Product Description
The story is simple, seen through the eyes of an 11-year-old boy. As an adult he remembers the way things were back home on the farm on the west coast of Cape Breton. The time was the 1940s, but the hens and the cows and the pigs and the sheep and the horse made it seem ancient. The family of six children excitedly waits for Christmas and two-year-old Kenneth, who liked Halloween a lot, asks, “Who are you going to dress up as at Christmas? I think I’ll be a snowman.” They wait especially for their oldest brother, Neil, working on “the Lake boats” in Ontario, who sends intriguing packages of “clothes” back for Christmas.
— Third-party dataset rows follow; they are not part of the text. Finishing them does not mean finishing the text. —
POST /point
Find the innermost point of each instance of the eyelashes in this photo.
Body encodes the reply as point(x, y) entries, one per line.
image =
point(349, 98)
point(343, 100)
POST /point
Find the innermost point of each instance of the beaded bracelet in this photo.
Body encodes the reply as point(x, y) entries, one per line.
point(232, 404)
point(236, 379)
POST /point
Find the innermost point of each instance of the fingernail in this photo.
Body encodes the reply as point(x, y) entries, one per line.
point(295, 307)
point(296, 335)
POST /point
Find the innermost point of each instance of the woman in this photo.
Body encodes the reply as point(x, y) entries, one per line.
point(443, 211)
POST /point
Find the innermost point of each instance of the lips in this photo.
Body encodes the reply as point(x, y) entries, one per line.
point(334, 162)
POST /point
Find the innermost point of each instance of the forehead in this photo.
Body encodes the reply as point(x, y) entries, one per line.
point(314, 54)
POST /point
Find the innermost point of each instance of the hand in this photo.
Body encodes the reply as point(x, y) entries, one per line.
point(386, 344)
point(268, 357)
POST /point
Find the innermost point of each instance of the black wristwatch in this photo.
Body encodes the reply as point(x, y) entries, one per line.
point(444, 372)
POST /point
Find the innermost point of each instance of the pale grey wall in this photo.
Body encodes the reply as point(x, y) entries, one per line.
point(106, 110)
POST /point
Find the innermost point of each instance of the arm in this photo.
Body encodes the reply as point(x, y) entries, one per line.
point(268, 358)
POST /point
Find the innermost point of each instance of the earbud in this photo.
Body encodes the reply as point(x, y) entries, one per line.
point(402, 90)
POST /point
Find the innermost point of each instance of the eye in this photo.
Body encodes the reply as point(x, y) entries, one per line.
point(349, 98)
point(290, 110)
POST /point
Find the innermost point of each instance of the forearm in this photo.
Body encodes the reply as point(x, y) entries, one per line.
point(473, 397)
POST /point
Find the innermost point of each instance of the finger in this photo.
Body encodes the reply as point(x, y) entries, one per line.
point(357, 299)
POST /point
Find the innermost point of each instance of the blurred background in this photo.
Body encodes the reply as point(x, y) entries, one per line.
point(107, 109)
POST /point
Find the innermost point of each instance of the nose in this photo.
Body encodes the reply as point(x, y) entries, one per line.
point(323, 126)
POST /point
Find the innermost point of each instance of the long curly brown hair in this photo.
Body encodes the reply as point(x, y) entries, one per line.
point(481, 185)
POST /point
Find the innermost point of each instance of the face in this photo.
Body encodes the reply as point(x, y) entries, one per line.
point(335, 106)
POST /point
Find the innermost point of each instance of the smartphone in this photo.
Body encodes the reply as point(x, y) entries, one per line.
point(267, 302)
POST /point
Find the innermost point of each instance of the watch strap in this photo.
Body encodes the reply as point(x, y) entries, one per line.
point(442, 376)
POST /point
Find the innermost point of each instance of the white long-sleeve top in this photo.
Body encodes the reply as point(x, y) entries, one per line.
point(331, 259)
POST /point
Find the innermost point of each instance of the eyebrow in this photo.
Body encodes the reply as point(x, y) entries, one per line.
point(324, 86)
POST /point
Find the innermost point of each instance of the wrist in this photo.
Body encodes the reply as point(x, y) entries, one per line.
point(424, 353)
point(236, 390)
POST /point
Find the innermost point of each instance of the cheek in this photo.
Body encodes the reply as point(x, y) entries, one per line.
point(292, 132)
On Christmas Eve he arrives, to the delight of his young siblings, and shoes the horse before taking them by sleigh through the woods to the nearby church. The adults, including the narrator for the first time, sit up late to play the gift-wrapping role of Santa Claus.
The story is simple, short and sweet, but with a foretaste of sorrow. Not a word is out of place. Matching and enhancingthe text are black and white illustrations by Peter Rankin, making this book a perfect little gift.
For readers from nine to ninety-nine, our classic Christmas story by one of our greatest writers.
About the Author
Alistair MacLeod was born in North Battleford, Saskatchewan, and raised among an extended family in Cape Breton, Nova Scotia. He has published two internationally acclaimed collections of short stories:
The Lost Salt Gift of Blood (1976) and
As Birds Bring Forth the Sun (1986). In 2000, these two books, accompanied by two new stories, were published in a single-volume edition entitled
Island: The Collected Stories of Alistair MacLeod. In 1999, MacLeod’s first novel,
No Great Mischief, was published to great critical acclaim, and was on national bestseller lists for more than a year. The novel won many awards, including the prestigious International IMPAC Dublin Literary Award. Alistair MacLeod and his wife, Anita, have six children. They live in Windsor, Ontario.
Peter Rankin was born in Cape Breton, Nova Scotia. He specializes in illustrating the traditional way of life there. A fisherman as well as an artist, in 2004 he illustrated
Making Room, a children’s book by Joanne Taylor that was published by Tundra Books, for which he won the 2004 Lillian Shepherd Memorial Award for Excellence in Illustration. He lives in Mabou Coal Mines with his wife and their five children.